The Department of Energy’s Solar Decathlon pits design schools against one another in a competition to design and build a cutting-edge sustainable house. Held every two years since 2002 on the National Mall in Washington, the competition draws throngs of visitors during its ten-day run. The houses don’t stick around, though. Typically they are transported across the country or around the world and then back to the schools where they were built. This year, the multidisciplinary team of Parsons The New School for Design, Milano The New School for Management and Urban Policy, and the Stevens Institute of Technology, together with Habitat for Humanity’s Washington, D.C. chapter and the D.C. Department of Housing and Urban Development, are turning their demonstration house into a permanent home in D.C., and then building a second home using volunteer labor. Following their completion, Habitat for Humanity plans to sell both units as affordable housing.
The student-led team began by questioning the very premise of the decathlon. “We’re leveraging the competition,” said Joel Towers, the dean at Parsons. The students and their respective institutions felt the decathlon could be used to explore and address larger planning and affordable housing issues. Furthermore, they questioned why the houses should be treated as mere demonstration projects. “In order to really move the needle on sustainability, you have to engage communities and address affordability,” Towers said.

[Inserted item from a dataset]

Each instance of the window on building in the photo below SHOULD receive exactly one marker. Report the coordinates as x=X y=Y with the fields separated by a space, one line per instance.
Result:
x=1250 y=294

The New School team constructively critiques even some sustainability standards of the decathlon. “They don’t take the carbon footprint of these houses into proper account,” Towers said of the two-time winners, Germany’s University of Darmstadt, pointing out that it is hardly sustainable to ship a house back and forth from Germany. “There’s something touristic about the whole competition. Nothing stays in Washington.”
To increase their energy efficiency, both of the team’s structures will employ Passive House techniques to minimize the amount of solar technology needed to generate electricity. “If you have a very well-developed envelope, you can get by with a very small heating and cooling system,” said Parsons’ Laura Briggs, the project’s lead faculty member. In addition to architecture students, a number of lighting, interior, and product design students from Parsons will collaborate with planning and policy students from the Milano School and engineering students from the Stevens Institute. Over 100 students will work on the project, covering everything from fundraising and sponsorships to designing and fabricating the furnishings.
The first house will be built using modular construction at the Stevens Institute in Hoboken, and shipped to the Mall for viewing in Fall 2011. Simultaneously, work will begin at the site in Northeast D.C., including construction of the second house. Following the decathlon, the first house will be moved to the site and joined with the second house. The competition house is a one-bedroom unit, while the second house will have three bedrooms.
In addition to building integrated photovoltaics, the 1,000-square-foot houses will include small green roofs and ground-level raised beds. “We wanted to add as many basic amenities as we could, so the residents can choose, for instance, to grow their own food if they like,” Briggs said.
While Habitat for Humanity has not historically been known for pushing the design envelope, the team found an able and eager partner in D.C. “They were already building fairly high-performance buildings. They’re quite an innovative chapter,” Briggs said. Even though they have questioned the rules and outcome of the decathlon, the team hasn’t given up its competitive spirit, Towers noted. “We’re doing the kind of project we want to do as a school,” he said. “But in the end, we also want to win.”